The first step in the process of testing the Jones Plus LWB was to talk to the man himself, Jeff Jones. Talking to Jeff helped determine the proper sizing and tire choice for my height and riding style. After exchanging a few emails and a 30 minute phone call with Jeff, I had a size large, shiny red Jones 29 plus, knobby-tired, complete bike, in a box and on the way.
When the bike arrived it was quick and easy to set up. The drivetrain was adjusted spot on, right out of the box. All I needed to do was adjust the brakes and position the H-bars. To properly position the H-bars, Jones sends a set of clear instructions, to ensure a proper and comfortable set up. I also removed the tubes and set the tires up tubeless, when the bike arrived.

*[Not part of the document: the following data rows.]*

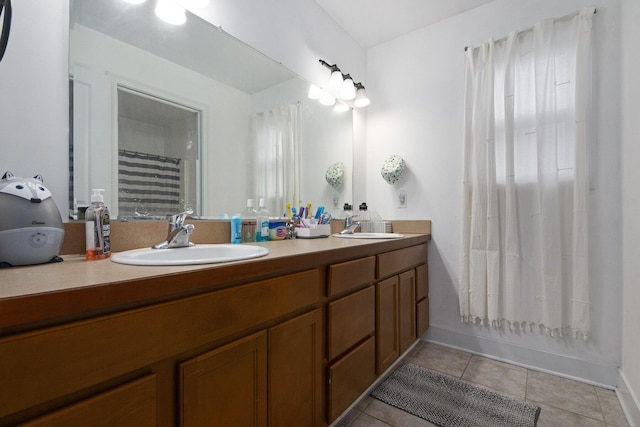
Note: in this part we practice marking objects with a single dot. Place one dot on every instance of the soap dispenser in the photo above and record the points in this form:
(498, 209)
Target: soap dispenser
(97, 228)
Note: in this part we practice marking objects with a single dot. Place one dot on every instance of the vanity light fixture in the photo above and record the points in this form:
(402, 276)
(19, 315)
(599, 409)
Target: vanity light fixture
(362, 100)
(343, 87)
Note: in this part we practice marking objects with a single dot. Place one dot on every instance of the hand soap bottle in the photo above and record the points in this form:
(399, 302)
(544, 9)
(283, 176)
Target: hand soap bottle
(97, 228)
(262, 222)
(249, 222)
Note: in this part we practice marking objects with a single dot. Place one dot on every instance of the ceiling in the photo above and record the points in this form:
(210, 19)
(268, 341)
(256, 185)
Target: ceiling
(373, 22)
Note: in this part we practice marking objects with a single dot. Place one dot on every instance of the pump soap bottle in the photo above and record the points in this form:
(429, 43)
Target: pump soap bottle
(97, 228)
(262, 222)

I chose to go with a knobby tire versus the slick tire option, as most of my riding takes place on gravel or dirt. The Jones Plus LWB comes stock with Vee Tire Company’s 29 x 3.0 T-fatty tire. The T-fatty was the easiest tubeless conversion I have ever experienced. The tires went on the Jones specced 50 mm rims by hand and I was able to set the bead with a standard floor pump, without any leaking or sealant seeping out. The rim and tire pairing performed great in all conditions, with some small PSI adjustments. I had no problem running the tires on pavement, gravel, or dirt.
The body positioning on the bike was upright and very comfortable. The Jones Plus LWB is definitely designed to be easy on the body. Originally, I was reminded of a beach cruiser or that I needed to get a paper route with the old school, upright, look. Don’t let the relaxed look fool you though. The Jones Plus LWB performed awesomely on a variety of terrain, including the rough and twisty singletrack, here in Teton Valley.
My favorite type of riding on the Jones LWB was riding on gravel roads and double track. The long-wheelbase combined with proper PSI adjustment in the tires, smoothed out a lot of chatter and small vibrations. When you add additional weight to the bike it smooths things out even more.
To my surprise, my second favorite type of riding on the Jones LWB was on pavement, streets, and pathways. The Jones Plus LWB seemed to cruise along effortlessly and keep a fast rolling speed, on this surface. I found myself using the Jones Plus LWB on a daily basis to run errands, go to the store or to the post office, instead of hopping in the car, as I usually might do.
The Jones Plus LWB would be easy to overload, with its huge variety of front and rear rack options, and mounting options for bottle cages and larger 3-bolt cage mounts. The only place that I felt mounts were missing was on the seat tube.
The Jones H-bar was something I was greatly skeptical about. This judgment was based entirely off the look of the H-bars. To my surprise, the H-bars were very comfortable and more importantly, they felt solid and stable. I never felt out of control and I never experienced arm fatigue or hand issues, as I have over the last several years, riding.
I liked the drivetrain and gear ratio on the Jones Plus LWB. I run the same gearing on my personal bike. If I were to use the Jones LWB for a daily commute, I would possibly think about adding an extra tooth or two upfront.
The one thing I wasn’t crazy about with the drivetrain was the 170mm cranks. I felt like they were a bit short for a larger bike. Like all other components on the Jones Plus LWB , the crank is specced by Jeff Jones, for specific reasons. The crank is specced at 170 mm so that one can have a lower bottom bracket and achieving a lower center of gravity without having to worry about crank strikes. Additionally, a shorter crank is easier on the knees, as your knees don’t bend as much. Also with today’s lower gear ratios, a longer crank is not necessary.
The Jones Plus LWB has Tektro mechanical brakes. They worked well overall. I did notice on long descents, the brakes started to squeal, when the rotors got hotter. I tried cleaning the rotors to address it, but I was never able to fully resolve this issue.
I really wish I had been able to take the Jones Plus LWB on a multi-week adventure. This bike is definitely made for long days in the saddle. Without a doubt, it can carry a load. If given the choice I would choose the Jones Plus LWB over my drop bar mountain bike for any type of riding. Overall, I thought this was a great bike and I really enjoyed the time I had with it. One of the best things about the Jones Plus LWB that I did not mention previously, is the price. At just over $2000.00 you get a bike capable of taking on a great variety of riding, from multi-day adventures to your daily commute and anything in between.